Python long multiplication

Question

I'm in need of an algorithm faster than the current normal Python long multiplication.

I tried to find a decent Karatsuba implementation, but I can't.

def main():
    a=long(raw_input())
    if(a<0):
        a=a*-1
        a=((a*(a+1)/2)-1)
        print(-a)
    else:
        a=(a*(a+1))/2
        print(a)
main()

As you see, it's nothing complicated, just a few multiplications. But it has to handle numbers with up to 100000 digits in under 2.5 sec.

I'd like some snippet of a function or just a link to some implementation of a faster multiplication function, or anything that helps.

Answer 1

You could have a look at the implementation of the DecInt module (pure Python version is available (Toom-Cook) although the fastest it will probably be when using gmpy).

Answer 2

I'm the author of the DecInt (Decimal Integer) library so I'll make a few comments.

The DecInt library was specifically designed to work with very large integers that needed to be converted to decimal format. The problem with converting to decimal format is that most arbitrary-precision libraries store values in binary. This is fastest and most efficient for utilizing memory but converting from binary to decimal is usually slow. Python's binary to decimal conversion uses an O(n^2) algorithm and gets slow very quickly.

DecInt uses a large decimal radix (usually 10^250) and stores the very large number in blocks of 250 digits. Converting a very large number to decimal format now runs in O(n).

Naive, or grade school, multiplication has a running time of O(n^2). Python uses Karatsuba multiplication which has running time of O(n^1.585). DecInt uses a combination of Karatsuba, Toom-Cook, and Nussbaumer convolution to get a running time of O(n*ln(n)).

Even though DecInt has much higher overhead, the combination of O(n*ln(n)) multiplication and O(n) conversion will eventually be faster than Python's O(n^1.585) multiplication and O(n^2) conversion.

Since most computations don't require every result to be displayed in decimal format, almost every arbitrary-precision library uses binary since that makes the computations easier. DecInt targets a very small niche. For large enough numbers, DecInt will be faster for multiplication and division than native Python. But if you are after pure performance, a library like GMPY will be the fastest.

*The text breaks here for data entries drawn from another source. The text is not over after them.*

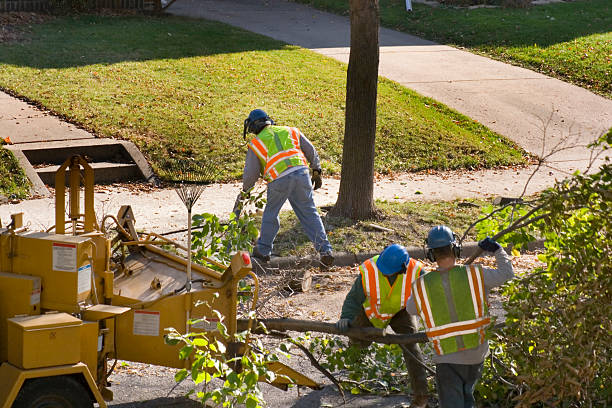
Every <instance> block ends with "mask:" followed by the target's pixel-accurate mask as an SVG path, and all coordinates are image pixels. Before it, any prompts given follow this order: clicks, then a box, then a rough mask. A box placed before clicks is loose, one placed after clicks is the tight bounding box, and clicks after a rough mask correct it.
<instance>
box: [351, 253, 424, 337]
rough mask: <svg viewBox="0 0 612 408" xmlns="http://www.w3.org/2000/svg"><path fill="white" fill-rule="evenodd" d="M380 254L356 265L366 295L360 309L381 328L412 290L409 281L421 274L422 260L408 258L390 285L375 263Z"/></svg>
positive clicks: (369, 318) (403, 300)
mask: <svg viewBox="0 0 612 408" xmlns="http://www.w3.org/2000/svg"><path fill="white" fill-rule="evenodd" d="M378 256H379V255H376V256H375V257H373V258H370V259H368V260H366V261H365V262H364V263H362V264H361V265H360V266H359V271H360V272H361V282H362V284H363V291H364V293H365V296H366V300H365V302H363V309H364V311H365V314H366V316H367V317H368V319H369V320H370V323H372V326H374V327H378V328H380V329H383V328H385V327H387V325H388V324H389V323H390V322H391V319H392V318H393V316H394V315H395V314H397V313H398V312H399V311H401V310H402V309H405V308H406V304H407V302H408V298H410V293H411V291H412V282H413V281H414V280H415V279H416V277H418V276H419V275H420V274H421V270H422V269H423V264H422V263H421V262H419V261H417V260H415V259H410V261H409V262H408V265H407V267H406V272H405V273H403V274H401V275H400V276H398V277H397V278H396V279H395V282H393V286H391V285H389V280H388V279H387V277H386V276H385V275H383V273H382V272H380V271H379V270H378V268H377V267H376V260H377V259H378Z"/></svg>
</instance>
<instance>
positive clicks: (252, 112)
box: [242, 109, 274, 139]
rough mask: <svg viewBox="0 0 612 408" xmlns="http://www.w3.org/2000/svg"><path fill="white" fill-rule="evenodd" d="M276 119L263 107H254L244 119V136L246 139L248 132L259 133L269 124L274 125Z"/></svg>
mask: <svg viewBox="0 0 612 408" xmlns="http://www.w3.org/2000/svg"><path fill="white" fill-rule="evenodd" d="M273 124H274V121H273V120H272V119H271V118H270V116H268V114H267V113H266V112H265V111H263V110H262V109H253V110H252V111H251V113H249V116H248V117H247V118H246V119H245V120H244V130H243V133H242V137H243V138H245V139H246V134H247V132H248V133H254V134H258V133H259V132H261V131H262V129H263V128H265V127H266V126H268V125H273Z"/></svg>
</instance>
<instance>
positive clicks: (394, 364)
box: [293, 336, 411, 395]
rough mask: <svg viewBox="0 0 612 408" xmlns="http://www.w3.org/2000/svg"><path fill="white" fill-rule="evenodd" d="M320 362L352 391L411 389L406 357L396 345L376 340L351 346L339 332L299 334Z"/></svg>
mask: <svg viewBox="0 0 612 408" xmlns="http://www.w3.org/2000/svg"><path fill="white" fill-rule="evenodd" d="M293 341H296V342H300V343H302V344H307V345H308V349H309V351H310V352H311V353H313V354H314V355H319V356H321V358H320V360H319V363H320V364H321V365H322V366H323V367H325V368H326V369H328V370H329V371H330V372H332V373H334V375H335V376H336V378H338V380H339V381H340V383H341V384H343V385H344V386H346V387H347V389H350V391H351V393H352V394H360V393H362V392H365V393H374V394H380V395H387V394H389V393H397V392H404V393H410V392H411V389H410V386H409V384H410V381H409V379H408V374H407V372H406V367H405V363H404V357H403V354H402V351H401V349H400V348H399V347H398V346H397V345H382V344H377V343H373V344H371V345H370V346H369V347H366V348H358V347H354V346H349V345H348V344H347V343H346V342H345V340H344V338H341V337H339V336H317V337H309V336H304V337H299V338H297V339H294V340H293Z"/></svg>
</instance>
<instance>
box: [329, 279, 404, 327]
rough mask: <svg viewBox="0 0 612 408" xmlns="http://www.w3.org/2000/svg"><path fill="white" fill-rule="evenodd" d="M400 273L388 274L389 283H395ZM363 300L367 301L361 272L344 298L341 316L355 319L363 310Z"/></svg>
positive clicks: (349, 318)
mask: <svg viewBox="0 0 612 408" xmlns="http://www.w3.org/2000/svg"><path fill="white" fill-rule="evenodd" d="M398 275H399V274H395V275H390V276H387V279H388V280H389V285H393V282H395V279H396V278H397V276H398ZM363 302H365V292H364V290H363V283H362V282H361V274H359V275H357V279H355V282H354V283H353V287H352V288H351V290H350V291H349V293H348V294H347V295H346V298H345V299H344V303H343V304H342V312H341V313H340V318H341V319H351V320H353V319H354V318H355V317H357V315H358V314H359V313H361V311H362V310H363Z"/></svg>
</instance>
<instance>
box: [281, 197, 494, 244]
mask: <svg viewBox="0 0 612 408" xmlns="http://www.w3.org/2000/svg"><path fill="white" fill-rule="evenodd" d="M488 204H490V203H489V202H486V201H484V200H455V201H433V202H421V201H409V202H405V203H391V202H387V201H377V202H376V207H377V208H378V209H379V210H380V211H381V212H382V214H383V218H382V219H379V220H372V221H351V220H348V219H345V218H337V217H330V216H326V217H323V224H324V225H325V229H326V231H327V234H328V239H329V242H330V243H331V245H332V247H333V248H334V251H336V252H352V253H357V252H369V251H380V250H382V249H383V248H384V247H385V246H387V245H389V244H392V243H399V244H402V245H404V246H420V245H423V242H424V240H425V238H426V237H427V233H428V232H429V230H430V229H431V227H433V226H435V225H439V224H445V225H448V226H449V227H450V228H451V229H452V230H453V231H454V232H455V233H456V234H457V235H458V236H459V237H461V236H462V235H463V232H464V231H465V230H466V229H467V227H468V226H469V225H470V224H471V223H472V222H474V221H475V220H477V219H478V218H479V217H480V214H481V208H482V207H483V206H485V205H488ZM280 217H281V229H280V231H279V233H278V236H277V237H276V240H275V242H274V250H273V252H274V254H277V255H280V256H289V255H296V256H306V255H314V254H316V251H315V250H314V247H313V245H312V243H311V242H310V241H309V240H308V238H307V237H306V235H304V232H303V231H302V227H301V226H300V223H299V221H298V219H297V218H296V216H295V214H294V213H293V211H283V212H282V213H281V214H280ZM368 224H376V225H379V226H381V227H385V228H389V229H392V230H393V232H383V231H380V230H376V229H374V228H372V227H370V226H368ZM475 239H476V234H475V231H474V230H472V231H471V232H470V234H469V235H468V236H467V238H466V241H474V240H475Z"/></svg>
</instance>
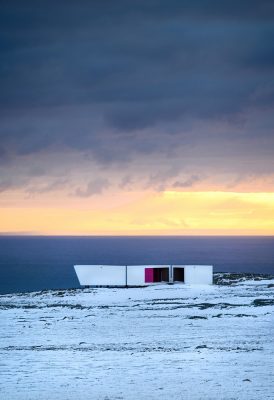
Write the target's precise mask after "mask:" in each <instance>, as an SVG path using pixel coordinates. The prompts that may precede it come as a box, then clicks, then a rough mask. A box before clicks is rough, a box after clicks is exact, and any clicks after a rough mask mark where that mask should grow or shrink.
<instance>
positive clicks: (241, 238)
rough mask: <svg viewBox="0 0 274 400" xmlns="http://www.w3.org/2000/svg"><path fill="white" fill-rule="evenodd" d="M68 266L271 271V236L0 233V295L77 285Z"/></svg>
mask: <svg viewBox="0 0 274 400" xmlns="http://www.w3.org/2000/svg"><path fill="white" fill-rule="evenodd" d="M74 264H122V265H130V264H212V265H213V266H214V271H215V272H252V273H264V274H273V273H274V237H40V236H36V237H33V236H32V237H11V236H9V237H5V236H2V237H0V293H11V292H23V291H32V290H42V289H58V288H72V287H79V284H78V281H77V278H76V275H75V273H74V269H73V265H74Z"/></svg>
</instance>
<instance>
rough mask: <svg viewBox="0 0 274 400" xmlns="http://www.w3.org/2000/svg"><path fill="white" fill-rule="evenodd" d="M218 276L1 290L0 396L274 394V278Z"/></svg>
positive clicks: (123, 396)
mask: <svg viewBox="0 0 274 400" xmlns="http://www.w3.org/2000/svg"><path fill="white" fill-rule="evenodd" d="M215 279H216V280H217V281H218V283H219V284H218V285H213V286H204V287H202V286H197V287H195V286H193V287H190V286H186V285H173V286H172V285H171V286H169V285H161V286H154V287H147V288H134V289H133V288H131V289H106V288H105V289H84V290H80V289H76V290H64V291H46V292H36V293H28V294H13V295H2V296H0V398H1V399H3V400H4V399H5V400H17V399H18V400H19V399H20V400H26V399H28V400H36V399H40V400H44V399H58V400H59V399H60V400H61V399H62V400H66V399H79V400H82V399H84V400H88V399H91V400H97V399H104V400H107V399H157V400H158V399H168V400H169V399H176V400H177V399H184V400H187V399H191V400H193V399H218V400H219V399H227V400H228V399H231V400H232V399H244V400H250V399H254V400H258V399H273V397H274V376H273V371H274V359H273V354H274V342H273V339H274V319H273V308H274V300H273V292H274V280H265V279H263V280H243V279H240V278H239V277H234V278H233V277H231V276H229V275H219V276H217V277H215ZM226 283H228V284H226ZM231 283H232V284H231Z"/></svg>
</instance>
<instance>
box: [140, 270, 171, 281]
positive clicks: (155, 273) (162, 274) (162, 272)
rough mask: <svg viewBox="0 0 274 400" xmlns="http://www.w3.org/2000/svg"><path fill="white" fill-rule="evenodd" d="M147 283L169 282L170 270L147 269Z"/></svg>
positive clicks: (146, 273) (146, 270) (146, 271)
mask: <svg viewBox="0 0 274 400" xmlns="http://www.w3.org/2000/svg"><path fill="white" fill-rule="evenodd" d="M145 282H146V283H153V282H169V268H145Z"/></svg>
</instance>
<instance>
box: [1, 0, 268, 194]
mask: <svg viewBox="0 0 274 400" xmlns="http://www.w3.org/2000/svg"><path fill="white" fill-rule="evenodd" d="M0 26H1V30H2V32H1V39H0V52H1V54H0V55H1V64H0V86H1V91H0V118H1V125H0V169H1V178H0V192H4V191H7V190H14V189H22V190H25V192H26V193H27V194H30V193H32V194H35V193H36V195H37V194H40V195H42V194H44V193H45V192H47V191H54V190H59V189H64V188H65V189H66V190H67V193H68V195H69V196H76V197H77V196H78V197H80V198H87V197H90V196H93V195H95V194H98V195H102V194H103V193H104V191H107V190H111V187H112V186H113V187H114V188H116V189H115V190H121V191H123V190H134V188H141V189H142V190H151V189H152V190H156V191H161V190H165V189H166V188H173V189H176V190H186V189H187V190H189V189H190V188H193V189H195V188H196V187H202V188H204V189H205V188H206V185H209V186H210V187H211V188H212V187H213V188H214V185H215V186H217V187H222V188H223V189H224V190H228V189H229V188H235V187H236V188H237V187H240V186H241V183H243V182H244V183H246V182H247V183H248V184H246V186H245V189H244V190H247V189H248V185H250V188H251V189H252V187H253V186H254V185H255V183H254V182H257V181H258V182H262V183H261V186H260V184H258V190H262V189H263V187H264V184H265V188H266V190H267V191H271V190H273V185H274V181H273V175H274V161H273V159H274V157H273V154H274V117H273V107H274V47H273V43H274V5H273V2H272V1H266V0H263V1H260V2H258V1H252V0H251V1H250V0H249V1H247V0H246V1H245V0H242V1H237V2H236V1H230V2H220V1H213V0H211V1H208V0H206V1H182V0H181V1H175V0H171V1H169V2H166V1H161V0H160V1H159V0H158V1H142V0H141V1H130V2H128V1H125V0H118V1H115V2H114V1H107V0H100V1H99V0H98V1H93V2H90V1H85V0H80V1H78V2H70V1H69V2H68V1H66V2H63V1H59V2H57V3H56V2H55V3H51V2H47V1H43V0H36V1H34V0H33V1H30V0H27V1H24V4H23V3H22V2H21V1H16V0H14V1H12V2H1V5H0ZM237 185H238V186H237ZM256 185H257V184H256Z"/></svg>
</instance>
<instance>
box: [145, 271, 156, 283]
mask: <svg viewBox="0 0 274 400" xmlns="http://www.w3.org/2000/svg"><path fill="white" fill-rule="evenodd" d="M151 282H154V275H153V268H145V283H151Z"/></svg>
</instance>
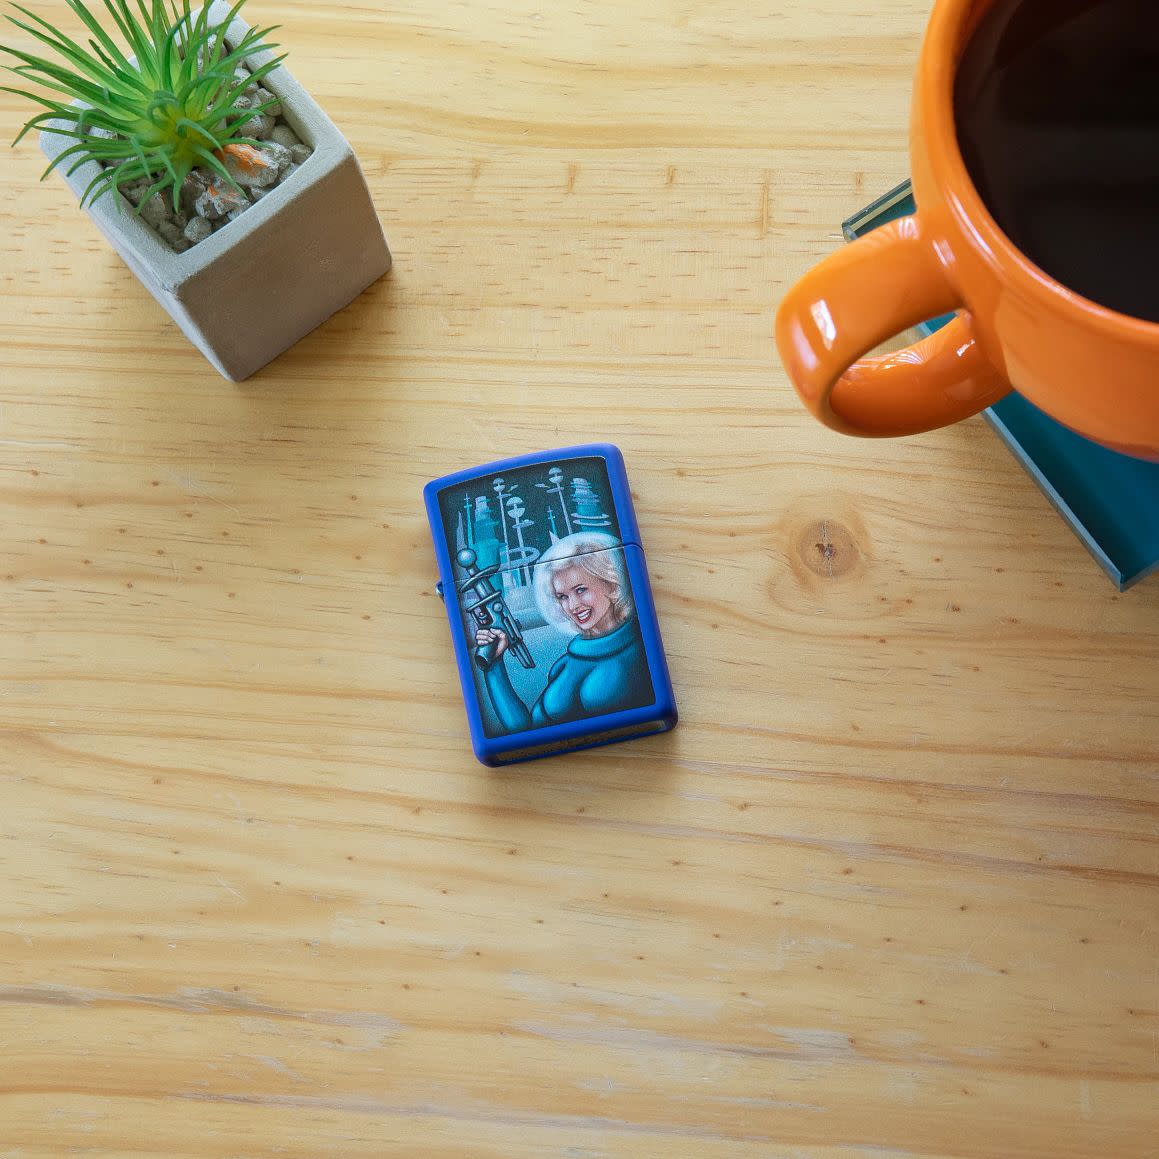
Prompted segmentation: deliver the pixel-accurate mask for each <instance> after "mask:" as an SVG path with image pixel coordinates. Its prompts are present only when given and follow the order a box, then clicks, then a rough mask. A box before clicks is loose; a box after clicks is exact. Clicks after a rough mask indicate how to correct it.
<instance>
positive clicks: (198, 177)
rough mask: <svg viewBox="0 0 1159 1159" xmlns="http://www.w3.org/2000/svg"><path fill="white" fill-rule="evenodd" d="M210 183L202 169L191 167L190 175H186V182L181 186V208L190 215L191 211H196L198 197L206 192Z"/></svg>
mask: <svg viewBox="0 0 1159 1159" xmlns="http://www.w3.org/2000/svg"><path fill="white" fill-rule="evenodd" d="M207 184H209V180H207V178H206V176H205V174H204V172H203V170H201V169H190V172H189V176H188V177H185V181H184V183H183V184H182V187H181V209H182V210H183V211H184V213H185V216H187V217H188V216H189V214H190V213H192V212H195V210H194V206H195V205H196V204H197V198H198V197H201V196H202V194H204V192H205V187H206V185H207Z"/></svg>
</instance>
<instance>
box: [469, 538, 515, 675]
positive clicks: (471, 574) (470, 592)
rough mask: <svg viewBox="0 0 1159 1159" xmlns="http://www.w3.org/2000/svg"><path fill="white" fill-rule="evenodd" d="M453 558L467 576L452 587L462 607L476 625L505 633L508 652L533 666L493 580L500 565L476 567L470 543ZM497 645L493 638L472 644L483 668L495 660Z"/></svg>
mask: <svg viewBox="0 0 1159 1159" xmlns="http://www.w3.org/2000/svg"><path fill="white" fill-rule="evenodd" d="M454 560H455V562H457V563H458V564H459V567H460V568H461V569H462V570H464V571H465V573H466V576H465V577H464V578H462V580H460V581H459V582H458V583H457V584H455V591H457V592H458V593H459V602H460V606H461V608H462V610H464V611H465V612H467V613H468V614H469V615H471V618H472V620H474V624H475V629H476V630H479V629H481V628H494V629H497V630H500V632H504V633H506V637H508V647H509V649H510V651H511V654H512V655H513V656H515V657H516V659H518V661H519V663H520V664H523V666H524V668H534V666H535V659H534V657H533V656H532V655H531V653H530V651H529V650H527V646H526V644H525V643H524V642H523V629H522V628H520V627H519V621H518V620H517V619H516V618H515V617H513V615H512V614H511V610H510V608H509V607H508V606H506V600H505V599H504V598H503V592H502V591H501V590H500V589H498V588H497V586H496V584H495V582H494V580H495V576H496V575H498V573H500V570H501V568H500V566H498V564H497V563H496V564H494V566H493V567H489V568H480V567H476V556H475V553H474V552H473V551H472V549H471V548H469V547H465V548H464V549H462V551H461V552H459V553H458V554H457V555H455V557H454ZM497 647H498V646H497V644H496V643H495V642H494V641H493V642H491V643H488V644H476V646H475V649H474V656H475V663H476V664H478V665H479V668H480V669H481V670H482V671H483V672H486V671H487V670H488V669H489V668H490V666H491V665H493V664H494V663H495V651H496V649H497Z"/></svg>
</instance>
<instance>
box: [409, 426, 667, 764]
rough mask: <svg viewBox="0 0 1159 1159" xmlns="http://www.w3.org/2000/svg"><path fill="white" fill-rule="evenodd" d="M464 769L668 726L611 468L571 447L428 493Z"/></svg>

I'm glad you found DecInt helpful.

Answer 3

15.9 ms on my slow notebook. It is the print that is slowing you down. Converting to binary numbers to decimal is quite slow, which is a required step of printing it out. If you need to output the number you should try the DecInt ChristopheD mentioned already.

DecInt will be slower doing the multiply but make the print much faster

In [34]: a=2**333000

In [35]: len(str(a))
Out[35]: 100243

In [36]: b=2**333001

In [37]: len(str(b))
Out[37]: 100244

In [38]: timeit c=a*b
10 loops, best of 3: 15.9 ms per loop

Here is an example with a slightly modified version of your code. Note that converting a 100000 digit string to a long already takes ~1sec on this computer

In [1]: def f(a):
   ...:     if(a<0):
   ...:         a=a*-1
   ...:         a=((a*(a+1)/2)-1)
   ...:     else:
   ...:         a=(a*(a+1))/2
   ...:     return a
   ...: 

In [2]: a=3**200000

In [3]: len(str(a))
Out[3]: 95425

In [4]: timeit f(a)
10 loops, best of 3: 417 ms per loop

Answer 4

I suggest you get the Sage math tool, which has just about every Python math tool ever made rolled into one package. See if there is a nice fast arbitrary precision math tool in Sage that meets your needs.